# Extended batteries



## mad96 (Aug 23, 2011)

I bought a seidio 3500ma extended batt and I've noticed data speeds using the speed test app seem lower than with the stock oem batt and cover. Could this be a fluke thing or has anybody else noticed this?


----------



## miketoasty (Jun 10, 2011)

Check your signal strength on both without moving anywhere. You would see a lower strength signal if you were getting slower speeds.


----------



## g00s3y (Jul 12, 2011)

mad96 said:


> I bought a seidio 3500ma extended batt and I've noticed data speeds using the speed test app seem lower than with the stock oem batt and cover. Could this be a fluke thing or has anybody else noticed this?


Most of the 3rd party battery covers don't get as good a signal as the OEM ones. Could likely be the problem.


----------



## mad96 (Aug 23, 2011)

You would think a good quality company like mugen or seidio wouldnt have those type problems. So we pick between good service or good batt life huh...wow go figure


----------



## miketoasty (Jun 10, 2011)

mad96 said:


> You would think a good quality company like mugen or seidio wouldnt have those type problems. So we pick between good service or good batt life huh...wow go figure


I get amazing battery life with the OEM 2750 from Verizon. Get at least a day of battery life even with moderately heavy, light usage. (See what I did there?) But seriously it goes forever.


----------



## watson387 (Sep 2, 2011)

miketoasty said:


> I get amazing battery life with the OEM 2750 from Verizon. Get at least a day of battery life even with moderately heavy, light usage. (See what I did there?) But seriously it goes forever.
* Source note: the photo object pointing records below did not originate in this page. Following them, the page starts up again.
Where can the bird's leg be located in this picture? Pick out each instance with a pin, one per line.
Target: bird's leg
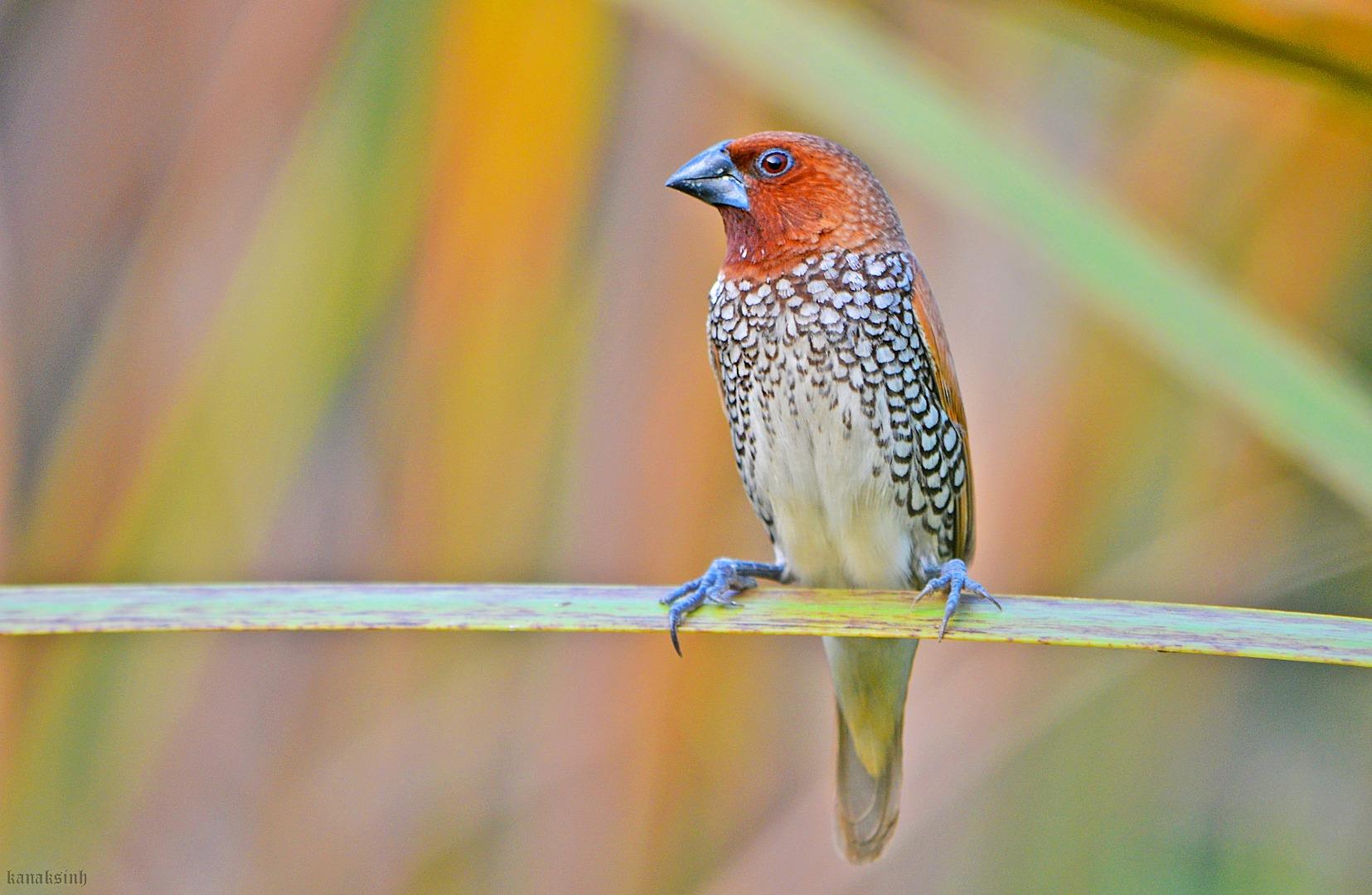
(720, 584)
(953, 578)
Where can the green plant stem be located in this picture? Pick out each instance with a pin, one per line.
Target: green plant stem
(1049, 620)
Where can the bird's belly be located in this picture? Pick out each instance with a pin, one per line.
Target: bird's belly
(827, 476)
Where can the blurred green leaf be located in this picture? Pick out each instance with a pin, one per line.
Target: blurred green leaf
(327, 261)
(1305, 41)
(1049, 620)
(881, 99)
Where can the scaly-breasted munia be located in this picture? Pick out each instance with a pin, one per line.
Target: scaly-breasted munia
(846, 423)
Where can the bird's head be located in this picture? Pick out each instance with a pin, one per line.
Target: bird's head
(788, 195)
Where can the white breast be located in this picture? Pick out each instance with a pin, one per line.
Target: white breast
(835, 515)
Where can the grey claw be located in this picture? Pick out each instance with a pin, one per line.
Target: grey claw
(953, 578)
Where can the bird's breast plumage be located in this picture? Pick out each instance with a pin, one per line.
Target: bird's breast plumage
(839, 425)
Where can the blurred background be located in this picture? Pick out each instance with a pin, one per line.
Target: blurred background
(391, 291)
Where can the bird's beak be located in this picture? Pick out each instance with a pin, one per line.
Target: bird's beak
(712, 177)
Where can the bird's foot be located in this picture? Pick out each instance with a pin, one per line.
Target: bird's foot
(953, 578)
(720, 584)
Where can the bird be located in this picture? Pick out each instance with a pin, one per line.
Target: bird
(846, 423)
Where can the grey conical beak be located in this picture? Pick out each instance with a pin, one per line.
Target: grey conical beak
(712, 177)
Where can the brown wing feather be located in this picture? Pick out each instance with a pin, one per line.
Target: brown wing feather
(926, 312)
Same here. OEM extended battery rocks

Drunk texted from my CM7 Bolt


----------



## liberatedx (Jun 19, 2011)

"watson387 said:


> Same here. OEM extended battery rocks
> 
> Drunk texted from my CM7 Bolt


I agree to my extended OEM battery is amazing...


----------



## bond32 (Jul 14, 2011)

Even oem displayed some signal degradation.

Sent from my ADR6400L using Tapatalk


----------



## Ivanrooni (Aug 19, 2011)

I bought the 3500's first. They would "YOU THINK" last longer... not so... I have an off the beaten path second home that picks up 3G only signals. No 4G broadcast in the area. I had no signal while there with the 3500 batteries and cover that came with them. I happened to put the stock battery back in with the stock cover and BAM! I had a strong 3G signal.
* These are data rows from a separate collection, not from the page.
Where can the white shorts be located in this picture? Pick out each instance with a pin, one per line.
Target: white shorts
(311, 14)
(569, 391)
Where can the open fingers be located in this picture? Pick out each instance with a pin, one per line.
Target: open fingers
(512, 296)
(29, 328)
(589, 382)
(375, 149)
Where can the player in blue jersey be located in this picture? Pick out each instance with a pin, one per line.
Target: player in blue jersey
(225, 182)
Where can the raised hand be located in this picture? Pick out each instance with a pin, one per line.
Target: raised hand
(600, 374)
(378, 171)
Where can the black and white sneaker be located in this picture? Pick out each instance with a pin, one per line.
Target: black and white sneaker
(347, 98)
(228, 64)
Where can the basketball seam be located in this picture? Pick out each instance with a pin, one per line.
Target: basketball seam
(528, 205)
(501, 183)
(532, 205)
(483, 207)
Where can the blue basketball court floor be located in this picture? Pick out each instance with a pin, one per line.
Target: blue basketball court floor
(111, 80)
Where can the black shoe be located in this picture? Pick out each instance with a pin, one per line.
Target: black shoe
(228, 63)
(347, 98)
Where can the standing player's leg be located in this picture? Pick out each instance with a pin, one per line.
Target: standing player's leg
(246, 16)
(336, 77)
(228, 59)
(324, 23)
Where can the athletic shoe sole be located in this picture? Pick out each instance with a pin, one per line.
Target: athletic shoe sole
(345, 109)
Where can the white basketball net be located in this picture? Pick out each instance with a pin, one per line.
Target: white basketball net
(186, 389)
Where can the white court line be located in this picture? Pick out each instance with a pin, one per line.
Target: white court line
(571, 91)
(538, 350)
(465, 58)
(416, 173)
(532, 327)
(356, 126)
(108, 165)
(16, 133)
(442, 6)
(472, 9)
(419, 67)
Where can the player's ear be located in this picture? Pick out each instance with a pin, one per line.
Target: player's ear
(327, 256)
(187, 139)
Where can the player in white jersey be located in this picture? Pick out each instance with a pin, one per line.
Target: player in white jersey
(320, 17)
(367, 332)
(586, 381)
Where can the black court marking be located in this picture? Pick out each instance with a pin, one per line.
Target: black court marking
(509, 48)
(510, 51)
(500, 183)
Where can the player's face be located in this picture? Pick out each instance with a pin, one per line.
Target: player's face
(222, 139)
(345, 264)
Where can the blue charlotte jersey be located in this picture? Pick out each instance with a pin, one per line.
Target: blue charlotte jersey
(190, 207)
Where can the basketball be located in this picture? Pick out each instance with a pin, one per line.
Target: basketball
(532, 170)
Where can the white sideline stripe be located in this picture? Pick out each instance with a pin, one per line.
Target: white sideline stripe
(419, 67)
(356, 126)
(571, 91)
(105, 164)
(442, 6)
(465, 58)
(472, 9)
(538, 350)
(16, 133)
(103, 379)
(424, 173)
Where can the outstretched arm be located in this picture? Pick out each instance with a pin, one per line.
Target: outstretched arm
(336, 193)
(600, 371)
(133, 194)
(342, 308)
So, I went out and bought the OEM 2750 battery with HTC cover. I am a happy camper. Not only do I have a good signal all of the time, but the battery lasts longer than the 3500's. I would get 10hours out of the 3500's and now with the 2750 I get 14-16 hours with the same usage.

SO my advice is to get the 2750 OEM battery with the HTC back cover.


----------



## sk3litor (Oct 3, 2011)

"miketoasty said:


> I get amazing battery life with the OEM 2750 from Verizon. Get at least a day of battery life even with moderately heavy, light usage. (See what I did there?) But seriously it goes forever.


You....you're good you


----------



## mad96 (Aug 23, 2011)

Just talked to a seidio rep and he said they had data signal problems with there cover plates but it had been fixed and they are sending a new gen plate free of charge. So I guess we will see if it gets better.


----------



## watson387 (Sep 2, 2011)

mad96 said:


> Just talked to a seidio rep and he said they had data signal problems with there cover plates but it had been fixed and they are sending a new gen plate free of charge. So I guess we will see if it gets better.


Sweet. I hope it works out for you.

Drunk texted from my CM7 Bolt


----------



## hopesrequiem (Aug 10, 2011)

"bond32 said:


> Even oem displayed some signal degradation.
> 
> Sent from my ADR6400L using Tapatalk


Heavily disagree. My signal is amazing and I have trouble killing the phone in a day. It's so friggen hard unless I crack flash roms


----------



## mad96 (Aug 23, 2011)

The seidio rep I talked to said they had a bad batch of batt covers which contributed to the pitiful data strength. So now I'm curious to know how much data/signal strength differs from batteries bought from seidio when they first released to ones bought recently if any. My signal strength is about -77 give or take with the stock OEM batt.


----------